Promos for the movie have sold it as imagining an alternate reality wherein animals get up to zany hijinks while their owners are at work. Approximately everything funny about this scenario has already been included in the trailer – the poodle who switches the music from Mozart to death metal when his owner goes out, the dachshund who uses the KitchenAid to scratch his belly.
So the onus is mostly on Max (voiced by Louis C.K.) to carry the movie by doing an excellent impression of a good dog, and having an adventure. He’s helped by Gidget (voiced with asthmatic brilliance by Jenny Slate), who’s in love with Max for no reason other than that she sees him through the window sometimes and he seems like a good dog.
Secret Life of Pets is the latest animated feature from the director Chris Renaud and Illumination Entertainment, the animation production company that made Despicable Me, Despicable Me 2, and their despicable spinoff, Minions. But it seems to owe a greater debt to Pixar’s Up, which produced the best portrayal of an anthropomorphized dog to date in Dug, a dopey Golden Retriever who runs up to humans and declares, “I have just met you and I love you.” Max waits faithfully by the door when his human (Ellie Kemper) leaves, and fixates on a small green ball.
His blissful existence in captivity is complicated only when Duke lures him away from the dog walker and the two get picked up by Animal Control, after which they’re broken out by a psychotic rabbit named Snowball (Kevin Hart), who wants to initiate them into his gang of Flushed Pets.

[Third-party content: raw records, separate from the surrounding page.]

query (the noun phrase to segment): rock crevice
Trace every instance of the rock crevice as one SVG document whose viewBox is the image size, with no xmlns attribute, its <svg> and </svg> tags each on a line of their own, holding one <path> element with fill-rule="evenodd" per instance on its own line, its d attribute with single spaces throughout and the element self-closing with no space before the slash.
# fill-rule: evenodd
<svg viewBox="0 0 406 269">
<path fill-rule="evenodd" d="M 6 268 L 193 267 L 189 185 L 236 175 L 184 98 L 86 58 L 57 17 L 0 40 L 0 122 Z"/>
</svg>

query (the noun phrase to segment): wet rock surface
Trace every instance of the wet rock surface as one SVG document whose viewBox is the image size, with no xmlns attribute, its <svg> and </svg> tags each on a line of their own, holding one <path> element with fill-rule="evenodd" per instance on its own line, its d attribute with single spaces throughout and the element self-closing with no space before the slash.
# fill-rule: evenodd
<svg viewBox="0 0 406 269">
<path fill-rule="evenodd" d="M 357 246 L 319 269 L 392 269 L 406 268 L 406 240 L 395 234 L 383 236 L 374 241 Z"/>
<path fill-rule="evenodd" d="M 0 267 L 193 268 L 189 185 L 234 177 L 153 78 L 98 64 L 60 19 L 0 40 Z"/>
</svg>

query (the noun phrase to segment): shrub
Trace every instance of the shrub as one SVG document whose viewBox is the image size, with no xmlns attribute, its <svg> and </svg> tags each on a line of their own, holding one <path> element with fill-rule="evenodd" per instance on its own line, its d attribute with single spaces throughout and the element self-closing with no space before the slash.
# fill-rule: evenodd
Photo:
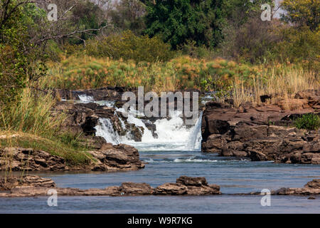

The visuals throughout The Secret Life of Pets are gorgeously imaginative: One of the weirder scenes is an elaborate fantasia in which Max and Duke break into a sausage factory and hallucinate dancing wieners that sing “We Go Together” at a fairground while blissfully submitting to being devoured. There are intriguing tensions in the subtext that the movie does its absolute best not to explore. (Is it better to be a free pet or a pet in fealty to humans? Does human love make up for being trapped in a 600 square-foot apartment for 22 hours a day?) Mostly, though, it’s about loyal, idiotic, optimistic dogs and their redemptive love for humankind. This by itself—even without the lengthy celebrity lineup and the sophisticated visuals and the recurring gags about cats being the worst thing ever—justifies its existence. As Charles de Gaulle once summarized, “The better I get to know men, the more I find myself loving dogs.” Or as Max might put it, “Ball!”